Dive Brief:
- The Bureau of Labor Statistics recently released some welcome news about paid sick leave for U.S. employees working in the private sector. In the past 12 months, the share of private industry workers with access to at least one day of paid sick leave increased from 61% to 64%, the highest on record. To put it in perspective, there has been a total increase of just 7 percentage points over the last decade.
- In addition, the uptick between 2015 and 2016 was almost entirely due to an increase in access (from 31% to 39%) among workers in low-wage occupations with average wages in the bottom 25%.

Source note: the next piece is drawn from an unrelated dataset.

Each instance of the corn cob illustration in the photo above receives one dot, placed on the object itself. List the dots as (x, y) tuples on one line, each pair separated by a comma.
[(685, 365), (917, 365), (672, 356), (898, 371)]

- Paid sick days mean workers can manage health needs without putting their financial security at risk. But employers benefit as well because offering paid sick days can mean a reduction in the spread of illnesses to other workers and customers, increased worker morale, an easier time attracting talented employees, and a reduction in costly turnover.
Dive Insight:
Paid sick leave laws on the state level also had an impact on this rising trend. The biggest increase in access to paid sick days over the last year was in the BLS' Pacific Census Division, which includes Alaska, California, Hawaii, Oregon, and Washington state. In that group, the share of private industry workers with access to paid sick leave jumped up 12 percentage points (61% to 73%) between March 2015 and March 2016, the same period in which both California and Oregon implemented new statewide paid sick time laws.
Employers still have a long way to go – more than one-third of private industry workers still do not have access to a single day of paid sick leave – but with the positive benefits of the trend, that momentum will likely continue.